For \(N>0\) and \(t \in [t_0, T]\), we define the indication function such that

\[I_t^{(N)}(w) = \begin{cases} 1 &: |X_u(w)|, |\tilde{X}_u(w)| \leq N \;\; \text{for} t_0 \leq u \leq t \\ 0 &: \text{otherwise} \end{cases} \tag{3}\]

Obviously \(I_t^{(N)}\) is \(\mathcal{A}_t\)-measurable and \(I_t^{(N)} = I_t^{(N)} I_s^{(N)}\) for \(t_0 \leq u \leq t​\).

Let \(Z_t^{(N)} = I_t^{(N)} (X_t - \tilde{X}_t)\)

\[Z_t^{(N)} = I_t^{(N)} \int_{t_0}^t I_s^{(N)} \left( a(s, X_s) - a (s, \tilde{X}_s) ds \right) + I_t^{(N)} \int_{t_0}^t I_s^{(N)} \left( b(s, X_s) - b(s, \tilde{X}_s) dW_s \right) \tag{4}\]

By the Lipschitz condition, for \(t_0 \leq s \leq t\),

\[\max \left\{ \left| a(s, X_s) - a(s, \tilde{X}_s)\right|, \left| b(s, X_s) - b(s, \tilde{X}_s) \right| \right\} \leq K I_s^{(N)} \left| X_s - \tilde{X}_s \right| \leq 2KN \label{eq01:pf_lemma} \tag{5}\]

Thus the following inequality is evaluated (and see the Note 1)

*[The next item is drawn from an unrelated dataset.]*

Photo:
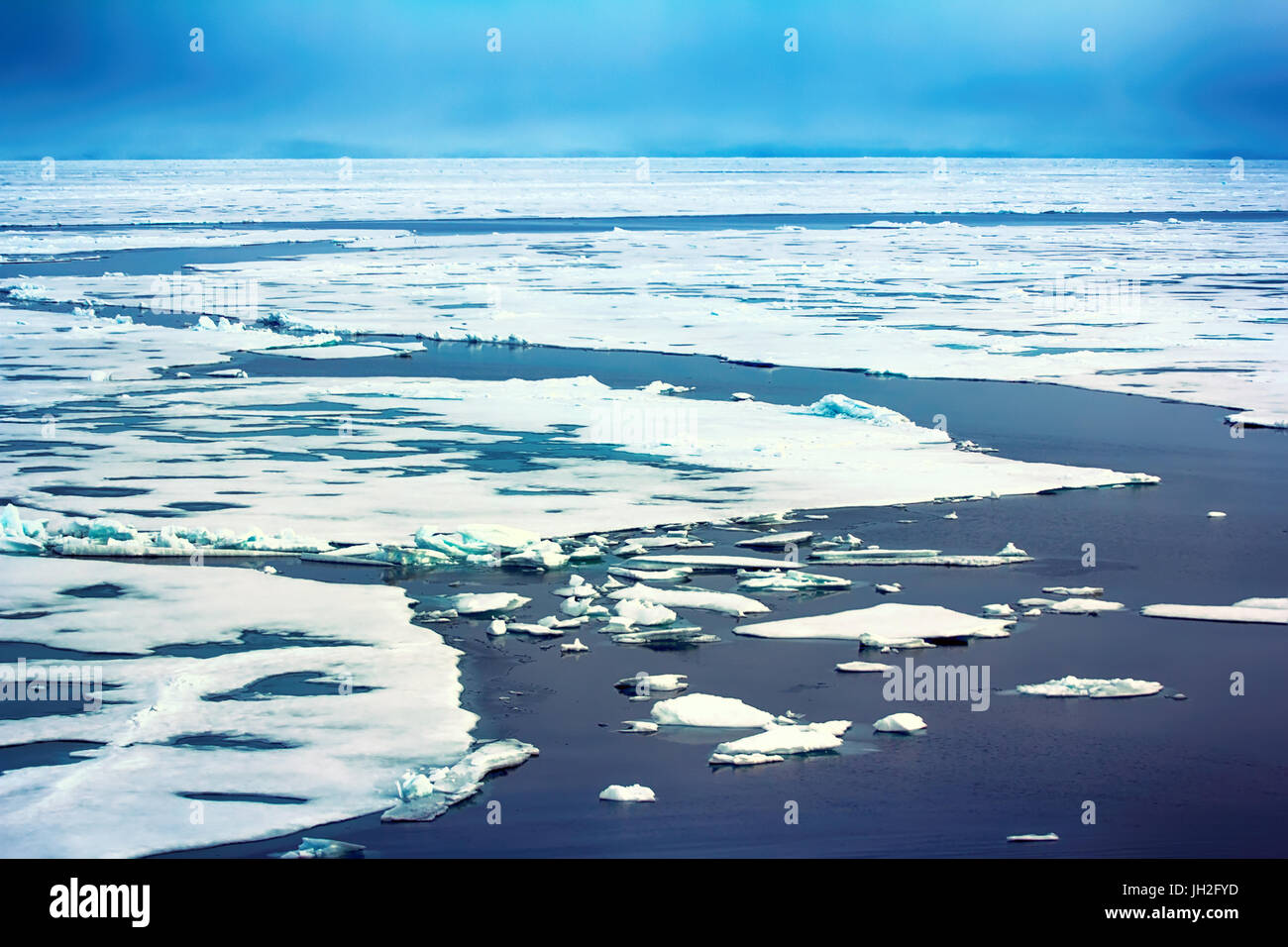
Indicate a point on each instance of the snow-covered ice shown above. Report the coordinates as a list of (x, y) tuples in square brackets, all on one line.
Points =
[(900, 723), (1091, 686), (708, 710), (627, 793)]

\[\begin{aligned} \mathbb{E} \left( \left| Z_t^{(N)} \right|^2 \right) &\leq 2 \mathbb{E} \left( \left| \int_{t_0}^t I_s^{(N)} \left( a(s, X_s) - a(s, \tilde{X}_s) \right) ds \right|^2 \right) \\ &+ 2 \mathbb{E} \left( \left| \int_{t_0}^t I_s^{(N)} \left( b(s, X_s) - b(s, \tilde{X}_s) \right) dW_s \right|^2 \right) \\ &\leq 2 (T - t_0) \int_{t_0}^t \mathbb{E} \left( \left| I_s^{(N)} \left( a(s, X_s) - a(s, \tilde{X}_s) \right) \right|^2 \right) ds \\ &+ 2\int_{t_0}^t \mathbb{E} \left( \left| \left( b(s, X_s) - b(s, \tilde{X}_s) \right) \right|^2 \right) ds \;\;\; \because \text{Note 1} \\ &\leq 2 (T - t_0) K^2 \int_{t_0}^t \mathbb{E} \left( I_s^{(N)} \left| X_s - \tilde{X}_s \right|^2 \right) ds \\ &+ 2 K^2 \int_{t_0}^t \mathbb{E} \left( I_s^{(N)} \left| X_s - \tilde{X}_s \right|^2 \right) ds \;\;\; \because \text{By Lipschitz conditiion } \eqref{eq01:pf_lemma} \\ &\leq 2 (T - t_0 + 1) K^2 \int_{t_0}^t \mathbb{E} \left( I_s^{(N)} \left| X_s - \tilde{X}_s \right|^2 \right) ds \end{aligned}\]

Therefore, we can obtain

\[\mathbb{E} \left( \left| Z_t^{(N)} \right|^2 \right) \leq L \int_{t_0}^t \mathbb{E} \left( \left| Z_s^{(N)} \right|^2 \right) \label{eq02:pf_lemma} \tag{6}\]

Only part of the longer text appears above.